In this tutorial, you will learn how to integrate Cube with an Angular 13 app. The app will use Apache ECharts to visualize query results from Cube. You will set up a database, add test data to it, run a Cube instance within a Docker container, and connect it to the database you made. Next, you will generate an Angular 13 app, add Apache ECharts to it, make queries to the Cube instance, and display the results using the ECharts. At the end of the tutorial, your Angular 13 app should look like this:
More on Cube
Cube is an open-source analytical API platform. It helps you create data applications and reporting tools faster. This can be achieved either with a local instance or on the cloud. It acts as a headless API layer that frontend applications can use to interface with data warehouses, and it can connect to different types of data stores, like MongoDB, MySQL, and PostgreSQL. On its playground, you can create and test your projects, generate custom frontend interfaces, and analyze and improve your queries. Additionally, a secure REST API is made available for your apps to use when interacting with Cube. To learn more about Cube, you can head over to its website or read their documentation.
More on Apache ECharts
One of the best uses for Apache ECharts is displaying complex data that requires a more nuanced representation. With its wide range of charts, it can present a broad spectrum of data with varying characteristics.
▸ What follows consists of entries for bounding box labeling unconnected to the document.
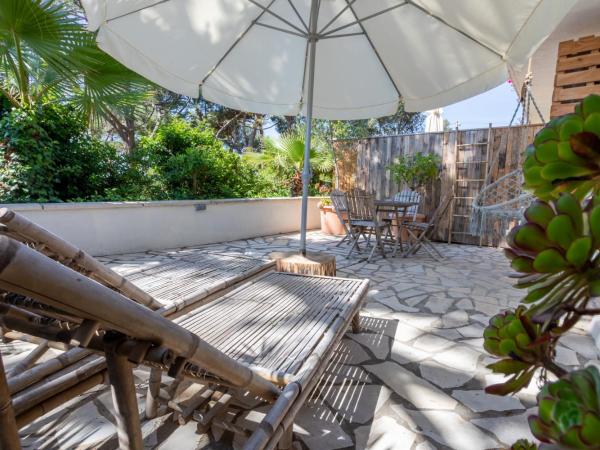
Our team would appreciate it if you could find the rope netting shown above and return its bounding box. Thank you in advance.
[470,169,534,236]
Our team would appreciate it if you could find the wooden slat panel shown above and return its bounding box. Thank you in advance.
[553,80,600,102]
[558,36,600,56]
[550,36,600,118]
[550,102,577,117]
[556,67,600,86]
[556,51,600,72]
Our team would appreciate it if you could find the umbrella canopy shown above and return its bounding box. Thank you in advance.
[82,0,576,252]
[425,108,444,133]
It is a great choice for handling substantial amounts of data as it is optimized for incremental rendering and data streaming.
Apache ECharts also has a large and active open-source community behind it that continually works to add to and improve it. ECharts implements the Web Accessibility Initiative - Accessible Rich Internet Applications (WAI-ARIA) specification, ensuring that users with disabilities can better access and interact with its charts. It is optimized for use on mobile devices; offers cross-platform support; and works with multi-dimensional, multi-format, and dynamic data.
A major downside of using ECharts is that it does not provide official libraries for various frontend web frameworks and mobile platforms, complicating the integration process.
Compared to other charting libraries, like Chart.js, however, ECharts offers a more extensive list of chart types, components, and features with a greater degree of customization.
It’s a fairly straightforward process to integrate ECharts with Cube. To start, you’d have to format the Cube query results into chart data that ECharts can accept. Then all that’s left to do is specify it as a property in the customization options for the chart, and ECharts handles the rest.
As explained above, this tutorial will walk you through how to integrate Cube with an Apache ECharts Angular 13 app. Let’s get started.
Use Case Theme
To demonstrate how to use Apache ECharts with Cube in this article, you will use college major graduate data from FiveThirtyEight. Specifically, you will use this
women-stem.csv data, which you’ll download later on.
To follow along with this tutorial, you will need the following:
- Node.js: You will use this to install the Angular CLI. This tutorial was made using Node.js v16.10.0. The Node.js Download page offers pre-built installers for various OSs.
- MongoDB Community Server: This will be the database you will use with Cube. This tutorial uses MongoDB v5.0.2. This manual provides instructions on how to install it for your particular OS.
- MongoDB Connector for BI: This is what Cube will use to interface with MongoDB. Cube uses SQL queries, and this connector translates them for MongoDB. You can find install instructions for your specific OS here.
- Angular CLI: You will use this to generate the Angular app. This tutorial was created using Angular CLI v13.1.2. The Angular CLI Documentation page will guide you through installing it.
- Docker Desktop: You will use Docker to run the containerized Cube.js app. This "Getting Started" guide on the Docker website will walk you through how to install it on your specific OS. This tutorial was made using Docker Desktop v 4.5.0.
In this section, you will set up a Mongo database and user, run the MongoDB BI Connector process, and set up the Cube app. Cube will interface with the connector process to get data from your MongoDB database. This section shows you how to run a Cube instance within a Docker container. If you would like to run it in the cloud instead, you can follow these deployment guides available on Cube’s documentation site, or use Cube Cloud.
Step 1: Set Up a Mongo User
When setting up a Cube app, you’re required to provide information about the database you will connect to. This information includes a database host, port, username, and password. The user whose credentials you provide should have read access to your database.
In this step, you will create a user that the Cube app will use to access your database. To begin, start MongoDB. Refer to the installation instructions for your specific OS to do so. Once it’s started, launch the MongoDB Shell by running this:
On the shell, set the current database to
Then create a new user with the username
cube and a password of your choosing. Run this command to create them and enter a suitable password:
This command will give read permissions to the
cube user on the
collegeMajors database, which will hold the college majors data.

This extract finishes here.